En el caso de las personas refugiadas centroamericanas que viven en México, la pandemia de COVID-19 ha restringido aún más su ya limitado acceso al mercado laboral y al sistema de educación pública, haciendo más precarias sus condiciones de vida. También ha dejado a miles de personas en un limbo legal y migratorio: desde aquellos cuyos procesos de refugio o residencia han sido suspendidos temporalmente, hasta aquellos que han sido abandonados en la frontera sur de México, pasando por aquellos cuyo tránsito se ha estancado. Sin embargo, en un contexto tan difícil, es importante destacar la importancia de las redes de solidaridad que las personas migrantes tejen durante su tránsito o asentamiento (temporal) en México. La familia hondureña que Román conoció en el camino se ha convertido temporalmente en la suya; en el caso de Apolonia, viejas amistades le permitieron escapar del epicentro de la pandemia en la Ciudad de México. Ema, que no pudo tramitar su residencia mexicana antes de la pandemia, encontró una amiga dispuesta a firmar el contrato de alquiler de su apartamento, asegurándose así de que ella y su familia tendrían un lugar seguro para resistir la cuarentena. Ante la total ausencia de apoyo del Estado, las organizaciones locales no gubernamentales y las organizaciones de base han prestado históricamente una asistencia central para la supervivencia de las personas migrantes. Sin embargo, a medida que la pandemia de COVID-19 ha ido paralizando la operatividad de la “industria del rescate” en México, los lazos de solidaridad que los migrantes construyen a lo largo de sus trayectorias biográficas surgen como mecanismos de resistencia, supervivencia estratégica y apoyo mutuo. Estos mecanismos permiten, además, la persistencia de la esperanza incluso en circunstancias desoladoras:
“… Y ojala si Dios quiera bueno, al pasar de esta pandemia sea de mucha bendición, de mucha prosperidad. Sobre todo para amigos, familiares,… quizá después de esto pues nos vamos a levantar con el esfuerzo y el trabajo, cada uno, pues, creo que vamos a salir adelante.” (Alexander, 13 de mayo, 2020)

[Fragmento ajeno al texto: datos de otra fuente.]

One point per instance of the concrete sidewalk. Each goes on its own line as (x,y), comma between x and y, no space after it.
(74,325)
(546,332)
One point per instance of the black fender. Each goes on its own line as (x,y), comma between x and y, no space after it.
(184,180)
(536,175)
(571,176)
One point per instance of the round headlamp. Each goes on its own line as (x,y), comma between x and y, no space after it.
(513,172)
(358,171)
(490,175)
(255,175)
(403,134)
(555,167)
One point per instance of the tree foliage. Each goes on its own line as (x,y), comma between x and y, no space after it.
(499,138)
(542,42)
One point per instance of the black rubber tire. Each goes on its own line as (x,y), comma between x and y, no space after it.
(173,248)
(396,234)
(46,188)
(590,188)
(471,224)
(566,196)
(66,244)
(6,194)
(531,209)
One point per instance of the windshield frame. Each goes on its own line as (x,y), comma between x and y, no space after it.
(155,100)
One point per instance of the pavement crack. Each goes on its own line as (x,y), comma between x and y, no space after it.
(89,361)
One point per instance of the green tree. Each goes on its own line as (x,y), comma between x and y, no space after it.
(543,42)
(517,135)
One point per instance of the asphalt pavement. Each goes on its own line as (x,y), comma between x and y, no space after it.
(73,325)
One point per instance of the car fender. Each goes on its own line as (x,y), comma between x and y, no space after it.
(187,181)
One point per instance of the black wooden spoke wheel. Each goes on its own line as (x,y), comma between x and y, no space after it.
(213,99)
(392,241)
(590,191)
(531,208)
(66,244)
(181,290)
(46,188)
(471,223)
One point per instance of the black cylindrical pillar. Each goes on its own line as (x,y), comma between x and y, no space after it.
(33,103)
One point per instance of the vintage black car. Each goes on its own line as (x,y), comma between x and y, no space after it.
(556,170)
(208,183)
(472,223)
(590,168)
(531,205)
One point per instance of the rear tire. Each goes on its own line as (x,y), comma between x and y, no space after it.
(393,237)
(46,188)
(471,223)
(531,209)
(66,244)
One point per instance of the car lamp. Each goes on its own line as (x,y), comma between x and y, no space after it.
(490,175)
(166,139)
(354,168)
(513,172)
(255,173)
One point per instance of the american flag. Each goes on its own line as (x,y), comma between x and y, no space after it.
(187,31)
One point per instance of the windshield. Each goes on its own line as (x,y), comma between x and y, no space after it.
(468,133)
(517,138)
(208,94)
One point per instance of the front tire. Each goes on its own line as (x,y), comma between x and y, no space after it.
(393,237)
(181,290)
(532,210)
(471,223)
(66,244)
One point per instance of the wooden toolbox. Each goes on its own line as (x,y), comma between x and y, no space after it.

Figura 2. Foto de los alimentos distribuidos por el gobierno hondureño a las familias durante la pandemia de COVID-19. Fuente y ©: Eunice, mayo de 2020. San Pedro Sula, Honduras
El presente texto también se publicó en inglés y alemán. Muchas gracias a Aniela Jesse, asistente estudiantil del Instituto de Investigaciones Migratorias y Estudios Culturales (IMIS) de la Universidad de Osnabrück, Alemania, por la traducción al alemán. Las autoras tuvieron a su cargo los textos en español y en inglés.
Acotaciones:
*Hacemos uso del término “refugiado” para resaltar la naturaleza forzada de los flujos migratorios provenientes de Centroamérica. Aunque los migrantes centroamericanos no sean reconocidos oficialmente como “refugiados” ante el Estado mexicano, nuestra postura defiende que todas las personas migrantes procedentes de estos países han sido “expulsadas” (por conflicto, violencia o extrema pobreza), y como tales, son merecedoras de protección.